About an hour after we had anchored, we saw the mast on the horizon.  At first we thought s/v Popeye, the boat we'd seen on AIS was going to pass on by, but then we saw they were heading for the anchorage!  Yay! We would have some company tonight!!  We chatted with them briefly on the radio, and once they had settled in, we invited them over for a drink.  Sundowners on Cool Runnings!  We had a lovely evening with Kate and Sean Collins, who were delivering "Popeye", a beautiful Beneteau First 47 racing boat to Hamilton Island in the Whitsundays.  Luckily for us, Kate and Sean had already sailed the way we were going, and they provided us with a wealth of information on anchorages, places to go, things to do and contacts in various places to get fuel and supplies.  Thanks, Kate and Sean for all your help, and for a wonderful evening!!

At anchor with Popeye in the background

Selfie with Sean and Kate from Popeye

It was after getting all this info, and especially info on Bali, that we had previously not really considered spending much time in, that we decided we had to come up with a better plan for our time in Indonesia, as it was actually shorter than we realized, considering what we wanted to see and do.  So we decided to focus on a couple of places, and spend our time in those places, rather than just aimlessly day hopping until we reached Bali.  And so it was with this new found knowledge, that we decided to do an overnight trip to reach Labuan Bajo, on the other end of Flores, where we are now.

Arriving in Labaun Bajo.  Yes, it's time for some sunshine, don't you think?!  We actually had SUCH a downpour right after we anchored!  It is hot and humid and constantly grey and overcast!!
Labuan Bajo is the jumping off point for the Komodo National Park.  It is a bustling little tourist town with tons of backpackers.  The people, while still very friendly, are not jumping out at us, trying to take photos with us!  There are some nice little restaurants and we have finally been able to eat out without it costing an arm and a leg!!  We've met another boat (yay!), Aerial IV, with Eric and Birgitta on board.  They are from Sweden, and this is their 2nd loop around our beautiful planet!!  They first did it with their kids when their boys were 6, 9 and 11 (I think).  Since we have discovered that we are on a same timetable (both heading to Bali, both having to check out at month's end, both heading to South Africa), we've decided to at least for now, head off together, and keep each other company.  Today we managed to get diesel, and while it took all day to get organized (we ran each of the 8 jerry cans through our filtering system 4 times!!), we have plenty of fuel to get to Bali, where we can top up once more before heading off to Cocos Keeling.

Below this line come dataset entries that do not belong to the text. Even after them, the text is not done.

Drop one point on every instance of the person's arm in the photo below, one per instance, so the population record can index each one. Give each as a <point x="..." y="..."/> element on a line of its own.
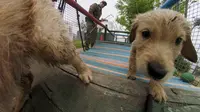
<point x="92" y="8"/>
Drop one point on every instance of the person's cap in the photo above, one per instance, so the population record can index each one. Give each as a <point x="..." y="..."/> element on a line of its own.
<point x="104" y="2"/>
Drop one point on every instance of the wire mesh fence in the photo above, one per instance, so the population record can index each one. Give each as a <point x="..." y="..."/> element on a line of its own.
<point x="191" y="9"/>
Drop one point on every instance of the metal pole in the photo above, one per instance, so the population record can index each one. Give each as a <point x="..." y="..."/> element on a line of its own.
<point x="79" y="26"/>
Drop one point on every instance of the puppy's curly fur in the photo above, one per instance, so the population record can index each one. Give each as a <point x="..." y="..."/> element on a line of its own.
<point x="31" y="29"/>
<point x="158" y="37"/>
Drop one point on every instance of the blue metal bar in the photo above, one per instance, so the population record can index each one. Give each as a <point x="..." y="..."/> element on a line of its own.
<point x="169" y="4"/>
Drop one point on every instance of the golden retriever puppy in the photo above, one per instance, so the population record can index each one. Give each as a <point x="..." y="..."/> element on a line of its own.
<point x="31" y="29"/>
<point x="158" y="37"/>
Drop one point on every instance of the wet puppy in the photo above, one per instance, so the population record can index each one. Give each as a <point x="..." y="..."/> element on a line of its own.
<point x="31" y="29"/>
<point x="158" y="37"/>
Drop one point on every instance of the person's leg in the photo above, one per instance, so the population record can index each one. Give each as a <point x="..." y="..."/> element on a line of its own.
<point x="88" y="35"/>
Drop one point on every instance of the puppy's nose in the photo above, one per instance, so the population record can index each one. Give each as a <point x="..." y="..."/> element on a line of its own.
<point x="156" y="70"/>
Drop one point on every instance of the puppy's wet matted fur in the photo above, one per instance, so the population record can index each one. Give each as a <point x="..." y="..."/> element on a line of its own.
<point x="31" y="29"/>
<point x="158" y="37"/>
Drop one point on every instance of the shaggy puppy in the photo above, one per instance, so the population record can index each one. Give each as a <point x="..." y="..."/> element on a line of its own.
<point x="31" y="29"/>
<point x="158" y="37"/>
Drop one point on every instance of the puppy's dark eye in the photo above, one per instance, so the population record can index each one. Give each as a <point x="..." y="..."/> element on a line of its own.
<point x="178" y="41"/>
<point x="146" y="34"/>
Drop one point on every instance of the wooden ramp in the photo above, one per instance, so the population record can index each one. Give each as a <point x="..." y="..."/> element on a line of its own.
<point x="112" y="59"/>
<point x="63" y="92"/>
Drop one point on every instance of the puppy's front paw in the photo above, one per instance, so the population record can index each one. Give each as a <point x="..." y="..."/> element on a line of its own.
<point x="86" y="76"/>
<point x="158" y="93"/>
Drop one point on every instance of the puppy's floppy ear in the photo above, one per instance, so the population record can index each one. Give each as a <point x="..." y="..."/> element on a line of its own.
<point x="188" y="50"/>
<point x="133" y="32"/>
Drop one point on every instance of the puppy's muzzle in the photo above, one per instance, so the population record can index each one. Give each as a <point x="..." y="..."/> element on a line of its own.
<point x="156" y="70"/>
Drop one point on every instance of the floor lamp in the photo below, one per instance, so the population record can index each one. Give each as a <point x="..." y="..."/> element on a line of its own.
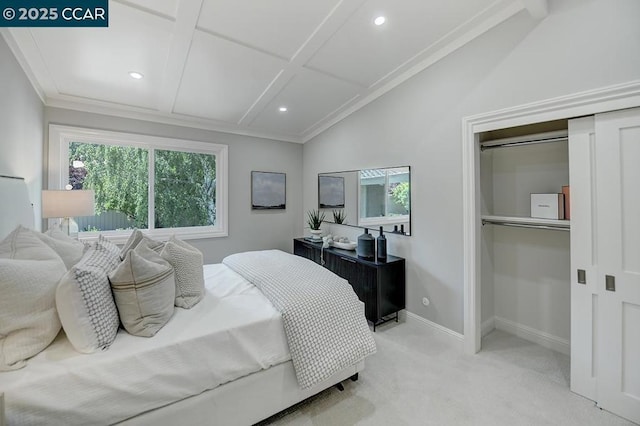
<point x="67" y="204"/>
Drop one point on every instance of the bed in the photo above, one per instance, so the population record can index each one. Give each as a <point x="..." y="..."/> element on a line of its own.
<point x="228" y="360"/>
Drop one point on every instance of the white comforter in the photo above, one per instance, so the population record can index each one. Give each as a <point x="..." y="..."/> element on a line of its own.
<point x="323" y="318"/>
<point x="232" y="332"/>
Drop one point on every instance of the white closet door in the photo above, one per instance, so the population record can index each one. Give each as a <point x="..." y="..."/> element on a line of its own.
<point x="618" y="245"/>
<point x="584" y="297"/>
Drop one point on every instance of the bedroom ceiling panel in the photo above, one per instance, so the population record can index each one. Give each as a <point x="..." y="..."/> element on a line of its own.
<point x="365" y="53"/>
<point x="309" y="97"/>
<point x="94" y="64"/>
<point x="279" y="27"/>
<point x="166" y="8"/>
<point x="228" y="65"/>
<point x="221" y="79"/>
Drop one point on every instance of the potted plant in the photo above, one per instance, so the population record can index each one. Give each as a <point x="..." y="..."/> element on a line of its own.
<point x="339" y="217"/>
<point x="314" y="220"/>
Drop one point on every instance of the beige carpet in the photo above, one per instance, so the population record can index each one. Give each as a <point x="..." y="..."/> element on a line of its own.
<point x="420" y="378"/>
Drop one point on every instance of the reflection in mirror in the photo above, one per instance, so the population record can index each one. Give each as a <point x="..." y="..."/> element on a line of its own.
<point x="368" y="198"/>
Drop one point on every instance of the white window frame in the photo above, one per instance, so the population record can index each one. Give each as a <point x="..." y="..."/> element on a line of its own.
<point x="61" y="136"/>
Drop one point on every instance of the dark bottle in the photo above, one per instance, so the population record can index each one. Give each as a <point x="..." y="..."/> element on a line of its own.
<point x="382" y="246"/>
<point x="366" y="245"/>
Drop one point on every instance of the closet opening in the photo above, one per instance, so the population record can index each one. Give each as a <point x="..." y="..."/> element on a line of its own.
<point x="525" y="259"/>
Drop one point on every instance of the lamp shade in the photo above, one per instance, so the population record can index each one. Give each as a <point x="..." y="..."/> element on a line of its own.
<point x="63" y="203"/>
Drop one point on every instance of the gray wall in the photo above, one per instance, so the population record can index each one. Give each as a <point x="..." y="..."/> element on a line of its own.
<point x="21" y="113"/>
<point x="581" y="45"/>
<point x="248" y="230"/>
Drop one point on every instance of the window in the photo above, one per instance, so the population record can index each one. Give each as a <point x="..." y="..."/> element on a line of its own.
<point x="383" y="196"/>
<point x="166" y="186"/>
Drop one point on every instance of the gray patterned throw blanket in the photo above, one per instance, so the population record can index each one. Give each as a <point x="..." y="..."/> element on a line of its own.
<point x="323" y="319"/>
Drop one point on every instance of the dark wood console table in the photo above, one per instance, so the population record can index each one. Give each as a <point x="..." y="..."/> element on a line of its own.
<point x="379" y="285"/>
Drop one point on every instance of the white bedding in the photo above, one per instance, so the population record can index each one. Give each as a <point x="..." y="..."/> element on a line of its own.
<point x="232" y="332"/>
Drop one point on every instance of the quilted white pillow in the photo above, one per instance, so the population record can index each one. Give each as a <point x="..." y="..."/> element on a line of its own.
<point x="187" y="261"/>
<point x="85" y="304"/>
<point x="144" y="290"/>
<point x="67" y="248"/>
<point x="29" y="274"/>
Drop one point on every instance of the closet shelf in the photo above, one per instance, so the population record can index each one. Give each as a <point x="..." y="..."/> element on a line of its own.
<point x="556" y="136"/>
<point x="527" y="222"/>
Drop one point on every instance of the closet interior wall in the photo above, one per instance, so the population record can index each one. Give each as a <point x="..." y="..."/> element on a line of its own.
<point x="525" y="272"/>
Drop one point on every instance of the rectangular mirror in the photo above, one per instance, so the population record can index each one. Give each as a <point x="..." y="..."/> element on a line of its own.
<point x="368" y="198"/>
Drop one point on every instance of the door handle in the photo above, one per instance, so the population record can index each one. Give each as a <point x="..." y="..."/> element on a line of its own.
<point x="582" y="276"/>
<point x="610" y="283"/>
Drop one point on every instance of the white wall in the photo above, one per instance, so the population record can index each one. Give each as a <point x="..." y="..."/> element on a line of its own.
<point x="21" y="113"/>
<point x="581" y="45"/>
<point x="248" y="230"/>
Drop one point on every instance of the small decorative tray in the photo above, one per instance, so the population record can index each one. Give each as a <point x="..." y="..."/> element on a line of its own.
<point x="345" y="246"/>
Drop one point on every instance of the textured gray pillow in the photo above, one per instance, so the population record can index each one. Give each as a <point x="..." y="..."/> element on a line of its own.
<point x="29" y="273"/>
<point x="187" y="262"/>
<point x="85" y="304"/>
<point x="144" y="290"/>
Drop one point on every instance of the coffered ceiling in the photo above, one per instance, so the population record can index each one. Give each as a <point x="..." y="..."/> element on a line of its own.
<point x="230" y="65"/>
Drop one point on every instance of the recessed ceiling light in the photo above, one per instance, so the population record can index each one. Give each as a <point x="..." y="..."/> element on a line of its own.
<point x="380" y="20"/>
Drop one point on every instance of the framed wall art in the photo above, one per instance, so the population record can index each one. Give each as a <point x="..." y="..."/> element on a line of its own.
<point x="268" y="191"/>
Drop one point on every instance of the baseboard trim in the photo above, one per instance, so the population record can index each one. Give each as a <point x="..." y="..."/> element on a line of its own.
<point x="412" y="318"/>
<point x="488" y="326"/>
<point x="531" y="334"/>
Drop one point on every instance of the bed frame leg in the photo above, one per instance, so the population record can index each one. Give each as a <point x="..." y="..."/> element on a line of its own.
<point x="2" y="414"/>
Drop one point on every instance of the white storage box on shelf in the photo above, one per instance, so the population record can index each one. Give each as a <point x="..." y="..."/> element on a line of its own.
<point x="547" y="206"/>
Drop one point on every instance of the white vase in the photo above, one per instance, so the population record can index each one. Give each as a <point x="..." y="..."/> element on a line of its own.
<point x="316" y="234"/>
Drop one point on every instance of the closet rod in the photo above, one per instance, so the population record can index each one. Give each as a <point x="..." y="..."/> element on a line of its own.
<point x="530" y="142"/>
<point x="524" y="225"/>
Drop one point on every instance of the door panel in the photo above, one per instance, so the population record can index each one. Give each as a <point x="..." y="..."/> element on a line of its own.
<point x="584" y="256"/>
<point x="618" y="236"/>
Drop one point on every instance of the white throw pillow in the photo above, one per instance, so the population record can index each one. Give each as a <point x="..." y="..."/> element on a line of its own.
<point x="110" y="248"/>
<point x="67" y="248"/>
<point x="187" y="262"/>
<point x="85" y="304"/>
<point x="137" y="237"/>
<point x="29" y="274"/>
<point x="144" y="289"/>
<point x="132" y="242"/>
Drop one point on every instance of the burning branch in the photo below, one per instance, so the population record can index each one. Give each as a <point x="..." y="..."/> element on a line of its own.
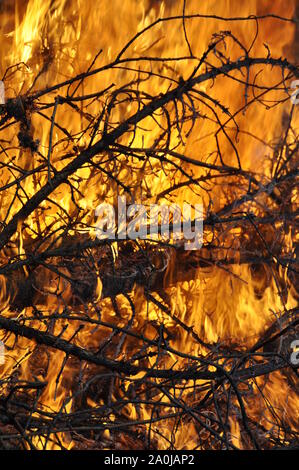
<point x="107" y="338"/>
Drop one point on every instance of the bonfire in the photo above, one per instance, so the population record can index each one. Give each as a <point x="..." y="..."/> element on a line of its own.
<point x="149" y="225"/>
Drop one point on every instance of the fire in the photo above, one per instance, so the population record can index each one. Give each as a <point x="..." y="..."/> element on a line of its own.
<point x="46" y="43"/>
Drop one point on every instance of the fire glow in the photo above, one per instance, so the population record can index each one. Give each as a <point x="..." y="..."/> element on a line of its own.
<point x="130" y="341"/>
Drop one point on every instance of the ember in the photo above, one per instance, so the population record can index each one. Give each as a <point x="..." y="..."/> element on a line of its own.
<point x="138" y="343"/>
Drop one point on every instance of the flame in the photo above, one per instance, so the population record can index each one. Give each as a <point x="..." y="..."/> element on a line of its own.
<point x="53" y="41"/>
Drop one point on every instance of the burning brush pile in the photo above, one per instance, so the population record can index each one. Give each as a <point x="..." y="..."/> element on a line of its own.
<point x="147" y="342"/>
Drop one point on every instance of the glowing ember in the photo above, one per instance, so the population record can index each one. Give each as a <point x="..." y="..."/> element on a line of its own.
<point x="141" y="344"/>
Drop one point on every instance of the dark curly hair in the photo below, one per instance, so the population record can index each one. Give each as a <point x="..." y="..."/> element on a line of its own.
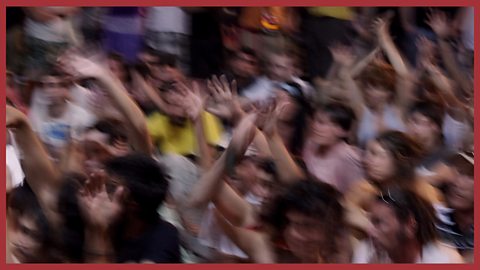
<point x="406" y="153"/>
<point x="313" y="199"/>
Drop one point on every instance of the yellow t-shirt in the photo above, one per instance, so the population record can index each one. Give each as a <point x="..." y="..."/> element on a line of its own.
<point x="171" y="138"/>
<point x="342" y="13"/>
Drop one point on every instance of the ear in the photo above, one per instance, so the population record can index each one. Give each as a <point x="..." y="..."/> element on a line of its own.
<point x="340" y="132"/>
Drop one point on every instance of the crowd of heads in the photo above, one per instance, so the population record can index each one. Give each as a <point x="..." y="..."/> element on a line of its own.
<point x="121" y="149"/>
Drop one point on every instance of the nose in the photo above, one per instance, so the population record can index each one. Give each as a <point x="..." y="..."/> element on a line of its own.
<point x="297" y="235"/>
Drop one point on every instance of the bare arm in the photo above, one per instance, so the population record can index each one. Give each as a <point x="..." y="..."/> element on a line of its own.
<point x="40" y="172"/>
<point x="287" y="169"/>
<point x="439" y="23"/>
<point x="210" y="183"/>
<point x="133" y="116"/>
<point x="256" y="245"/>
<point x="344" y="57"/>
<point x="405" y="83"/>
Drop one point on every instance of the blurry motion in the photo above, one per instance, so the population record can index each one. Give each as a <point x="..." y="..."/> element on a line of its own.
<point x="326" y="153"/>
<point x="58" y="120"/>
<point x="49" y="31"/>
<point x="389" y="161"/>
<point x="123" y="31"/>
<point x="456" y="222"/>
<point x="404" y="232"/>
<point x="168" y="29"/>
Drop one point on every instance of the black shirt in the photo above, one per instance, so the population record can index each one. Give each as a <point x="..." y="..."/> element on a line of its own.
<point x="160" y="244"/>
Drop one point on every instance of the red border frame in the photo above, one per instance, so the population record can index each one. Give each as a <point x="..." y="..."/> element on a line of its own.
<point x="6" y="3"/>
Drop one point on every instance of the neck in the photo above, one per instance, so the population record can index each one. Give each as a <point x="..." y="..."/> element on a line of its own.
<point x="135" y="227"/>
<point x="431" y="143"/>
<point x="409" y="252"/>
<point x="325" y="149"/>
<point x="464" y="219"/>
<point x="377" y="108"/>
<point x="56" y="110"/>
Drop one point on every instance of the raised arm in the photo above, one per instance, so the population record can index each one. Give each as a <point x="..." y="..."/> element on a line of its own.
<point x="288" y="170"/>
<point x="210" y="183"/>
<point x="133" y="116"/>
<point x="194" y="108"/>
<point x="344" y="57"/>
<point x="40" y="173"/>
<point x="440" y="25"/>
<point x="256" y="245"/>
<point x="405" y="82"/>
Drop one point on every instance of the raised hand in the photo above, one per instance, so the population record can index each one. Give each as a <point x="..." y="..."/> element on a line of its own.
<point x="381" y="27"/>
<point x="79" y="66"/>
<point x="14" y="117"/>
<point x="224" y="102"/>
<point x="98" y="209"/>
<point x="194" y="102"/>
<point x="342" y="55"/>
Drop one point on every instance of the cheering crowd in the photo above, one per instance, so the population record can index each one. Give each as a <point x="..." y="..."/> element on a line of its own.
<point x="240" y="135"/>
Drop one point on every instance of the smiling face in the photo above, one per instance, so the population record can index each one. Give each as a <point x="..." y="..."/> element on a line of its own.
<point x="378" y="162"/>
<point x="324" y="132"/>
<point x="305" y="236"/>
<point x="24" y="237"/>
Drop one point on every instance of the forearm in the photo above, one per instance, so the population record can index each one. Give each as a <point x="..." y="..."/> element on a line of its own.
<point x="234" y="207"/>
<point x="256" y="245"/>
<point x="288" y="170"/>
<point x="209" y="183"/>
<point x="393" y="55"/>
<point x="98" y="247"/>
<point x="36" y="161"/>
<point x="206" y="159"/>
<point x="452" y="67"/>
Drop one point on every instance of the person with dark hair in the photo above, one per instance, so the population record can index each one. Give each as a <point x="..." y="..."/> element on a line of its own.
<point x="384" y="91"/>
<point x="293" y="117"/>
<point x="327" y="155"/>
<point x="243" y="66"/>
<point x="389" y="162"/>
<point x="308" y="222"/>
<point x="302" y="236"/>
<point x="29" y="234"/>
<point x="425" y="125"/>
<point x="140" y="235"/>
<point x="404" y="232"/>
<point x="455" y="224"/>
<point x="179" y="112"/>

House boats anchored in Labuan Bajo

Overlooking the harbor
Dodging cars and mopeds!
Very sad to see tons of trash in the water here
A view down onto the main street.  There are lots of dive shops here taking guests into the Komodo National Park

Main street Labuan Bajo

Tomorrow we head off to the island of Rinca, where the Komodo National Park Headquarters is located, and where we hope to see these giant, ancient creatures!

I don't think they'll look quite as friendly as this fellow!

My apologies for a rather long post, but I wanted to make sure I was up-to-date before leaving the cell phone signals and relatively fast wifi behind us and enjoying a couple of days in the Komodo National Park!

Sunset over Labuan Bajo, Flores


  1. It was a pleasure to meet the Hibbard Family and have sundowners aboard Cool Runnings. Thanks for the kind words and we hope to spend time with you again. Safe Journeys! - Kate and Sean aboard S.V. Popeye.

  2. Belated happy wedding anniversary guys.

  3. You had me on the edge of my seat the whole time (of the post). For an anniversary, my present was a new, and greatly improved, toilet for our clunky old houseboat. I was thrilled beyond words, so you know I appreciated your toilet tribulations.
    As always, thank you for taking us along on your wonderful adventure.